Wilder created a vision of the Midwest and the Plains states and saw herself as the embodiment of it. In sharp contrast with this tableau, Fraser draws on her own deep knowledge of westward expansion and close readings of the novels. Her extraordin­ary biography captures the full arc of Wilder’s life in three acts: poverty, struggle and reinventio­n.

Wilder projected her vision of the West and came to see herself as the embodiment of it. Reading about Wilder’s idyllic world where Pa’s business never failed, food was plentiful, and disease and hardship were conquerabl­e, one would never know that Wilder began working as a seamstress in other people’s homes when she was just 9 years old.

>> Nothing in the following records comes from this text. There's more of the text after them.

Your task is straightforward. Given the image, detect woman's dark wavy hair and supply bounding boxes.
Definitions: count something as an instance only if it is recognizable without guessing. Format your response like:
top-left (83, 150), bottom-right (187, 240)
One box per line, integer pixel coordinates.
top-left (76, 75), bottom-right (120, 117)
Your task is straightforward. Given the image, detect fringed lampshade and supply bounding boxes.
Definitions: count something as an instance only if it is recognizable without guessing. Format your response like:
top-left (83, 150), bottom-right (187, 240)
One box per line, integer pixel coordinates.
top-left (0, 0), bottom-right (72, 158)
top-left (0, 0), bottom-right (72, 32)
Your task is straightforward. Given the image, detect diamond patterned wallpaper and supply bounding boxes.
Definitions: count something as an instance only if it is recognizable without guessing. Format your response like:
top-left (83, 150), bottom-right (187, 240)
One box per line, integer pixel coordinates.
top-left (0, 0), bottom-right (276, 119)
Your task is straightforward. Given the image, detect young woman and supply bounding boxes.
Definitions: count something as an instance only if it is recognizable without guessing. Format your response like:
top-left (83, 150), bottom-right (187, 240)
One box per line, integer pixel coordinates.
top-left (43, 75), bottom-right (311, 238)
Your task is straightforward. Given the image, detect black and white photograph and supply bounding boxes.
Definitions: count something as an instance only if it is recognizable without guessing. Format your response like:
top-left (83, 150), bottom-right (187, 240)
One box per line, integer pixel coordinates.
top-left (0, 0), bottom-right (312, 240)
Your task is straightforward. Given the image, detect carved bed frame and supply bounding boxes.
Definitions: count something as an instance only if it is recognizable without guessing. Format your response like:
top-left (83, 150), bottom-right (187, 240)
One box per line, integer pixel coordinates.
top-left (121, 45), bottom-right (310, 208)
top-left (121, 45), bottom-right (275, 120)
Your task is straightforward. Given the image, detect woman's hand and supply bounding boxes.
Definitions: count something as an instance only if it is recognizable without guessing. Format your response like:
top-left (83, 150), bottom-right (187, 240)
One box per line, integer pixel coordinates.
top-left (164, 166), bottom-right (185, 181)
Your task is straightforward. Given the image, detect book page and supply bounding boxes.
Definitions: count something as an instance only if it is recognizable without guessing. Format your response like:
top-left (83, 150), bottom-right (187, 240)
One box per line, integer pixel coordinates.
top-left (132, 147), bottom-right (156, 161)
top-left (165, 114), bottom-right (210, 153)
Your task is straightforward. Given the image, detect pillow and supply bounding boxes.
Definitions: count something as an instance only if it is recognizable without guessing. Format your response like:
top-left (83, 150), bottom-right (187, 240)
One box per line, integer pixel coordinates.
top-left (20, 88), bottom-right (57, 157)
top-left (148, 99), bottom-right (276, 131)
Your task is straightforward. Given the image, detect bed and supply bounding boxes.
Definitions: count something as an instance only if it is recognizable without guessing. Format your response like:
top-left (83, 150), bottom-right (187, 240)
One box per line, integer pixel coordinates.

In “Prairie Fires,” Fraser demonstrat­es the importance of Wilder’s daughter, Rose Wilder Lane, in this mythmaking. Lane, a tabloid journalist, had encouraged her mother to earn money by writing newspaper columns. It was not until after the stock market crash of 1929, when Wilder was 62, that she began the “Little House” books. The two had a vexed relationsh­ip, as Wilder was thrifty and Lane was profligate; Wilder was anxious, while Lane suffered from wild mood swings. Fraser, working as a literary detective, takes on the enduring theory that Lane had ghostwritt­en the “Little House” books, and she meticulous­ly shows how Wilder shared her drafts with her daughter to embellish and shape them, but that the writing was uniquely her own.

Mother and daughter were fiercely dedicated to their story of a hardworkin­g pioneer family. Wilder yearned for what she imagined was a blissful past with Pa and Ma Ingalls, and she wrote with a wistful nostalgia that resonated with readers. Fraser expertly separates her life story from the one she represente­d in the “Little House” books, pointing out the crop failures, a failed hotel and the many deaths in the family. As the series expanded, Lane emerged a depressed and angry soul and cruel daughter.

Eloquently written and drawing from her deep knowledge of American literature and history, Fraser considers a cultural touchstone — “The Little House on the Prairie” — and magnificen­tly places it in the American experience and imaginatio­n.